Artificial Intelligence: Reinforcement Learning in Python
Free Coupon Discount - Artificial Intelligence: Reinforcement Learning in Python, Complete guide to Artificial Intelligence, prep for Deep Reinforcement Learning with Stock Trading Applications Created by Lazy Programmer Inc. Students also bought Data Science: Deep Learning in Python Recommender Systems and Deep Learning in Python PyTorch: Deep Learning and Artificial Intelligence Advanced AI: Deep Reinforcement Learning in Python Deep Learning Prerequisites: Logistic Regression in Python Preview this Udemy Course GET COUPON CODE Description When people talk about artificial intelligence, they usually don't mean supervised and unsupervised machine learning. These tasks are pretty trivial compared to what we think of AIs doing - playing chess and Go, driving cars, and beating video games at a superhuman level. Reinforcement learning has recently become popular for doing all of that and more. Much like deep learning, a lot of the theory was discovered in the 70s and 80s but it hasn't been until recently that we've been able to observe first hand the amazing results that are possible. In 2016 we saw Google's AlphaGo beat the world Champion in Go.

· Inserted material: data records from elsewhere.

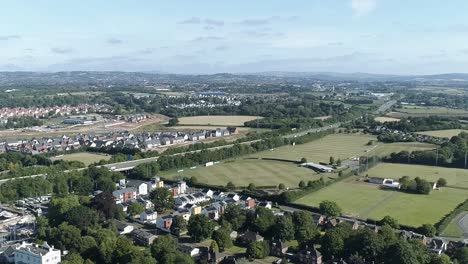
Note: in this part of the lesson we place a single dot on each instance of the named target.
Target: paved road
(127, 165)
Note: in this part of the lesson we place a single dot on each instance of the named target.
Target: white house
(140, 186)
(32, 253)
(149, 216)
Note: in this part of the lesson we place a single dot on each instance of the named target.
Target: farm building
(318, 167)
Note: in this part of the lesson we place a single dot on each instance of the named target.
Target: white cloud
(363, 7)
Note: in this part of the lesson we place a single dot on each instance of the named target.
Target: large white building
(31, 253)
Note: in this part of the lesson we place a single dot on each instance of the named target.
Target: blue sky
(208, 36)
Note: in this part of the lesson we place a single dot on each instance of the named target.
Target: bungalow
(438, 246)
(149, 216)
(124, 195)
(278, 248)
(164, 223)
(310, 256)
(184, 213)
(143, 237)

Learning from humans: what is inverse reinforcement learning?
One of the goals of AI research is to teach machines how to do the same things people do, but better. In the early 2000s, this meant focusing on problems like flying helicopters and walking up flights of stairs. However, there's still a massive list of problems where humans outperform machines. Although we can no longer claim to beat machines at tasks like Go and image classification, we have a distinct advantage in solving problems that aren't as well-defined, like judging a well-executed backflip, cleaning a room while preventing accidents, and perhaps the most human problem of all: reasoning about people's values. Since all these tasks contain some degree of subjectivity, machines need information about the world as well as a way to learn about the people within it in order to solve these problems.
How to fix reinforcement learning
"Value functions are a core component of [RL] systems. The main idea is to to construct a single function approximator V(s; θ) that estimates the long-term reward from any state s, using parameters θ. In this paper we introduce universal value function approximators (UVFAs) V(s, g; θ) that generalise not just over states s but also over goals g." Here is a rigorous, mathematical formulation of RL that treats goals (the high-level objective of the skill to be learned, which should yield good rewards) as a fundamental and necessary input rather than something to be discovered from just the reward signal. The agent is told what it's supposed to do, just as is done in zero-shot learning and actual human learning. It has been 3 years since this was published, and how many papers have cited it since?